Several years ago we visited Camden, Maine.  The scenery is beautiful and
it is a unique town.  Check out the shops, and the streets remind me of days gone by.


http://www.camdenmaineexperience.com/


----------



## LindaV (May 30, 2014)

I have two children who live in Maine. I've visited there three times. Every place my daughter took me was beautiful. One of my favorites was Booth Bay.


----------



## Raven (May 30, 2014)

Hi Linda,  Thanks for your reply.  Yes there are many beautiful coastal places in Maine.
I would love to take a trip there again.


----------



## LindaV (May 30, 2014)

I love it there and would like to move there because 2 of my kids are there and the 3rd would go with me. But the cost of living is really high so it's not likely to happen.


----------



## Bee (Jun 1, 2014)

Sorry Raven but I couldn't resist posting this of Camden Town/Camden Market in London, U.K.
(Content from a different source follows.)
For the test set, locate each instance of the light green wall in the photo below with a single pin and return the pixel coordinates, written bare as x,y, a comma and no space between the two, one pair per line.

http://www.milesfaster.co.uk/gallery/camden-market/

You can click on the photos to make them bigger.


----------



## Raven (Jun 1, 2014)

Bee, Thank you so much for the wonderful pictures of the Camden Market.
 I have never been to London and they were very interesting and educational for me. 
The markets there certainly drawn large crowds of shoppers.


----------



## JustBonee (Jun 3, 2014)

I love the old covered bridges in Maine, and the NE US in general.   Would take trips there in the fall when the leaves were changing colors.


----------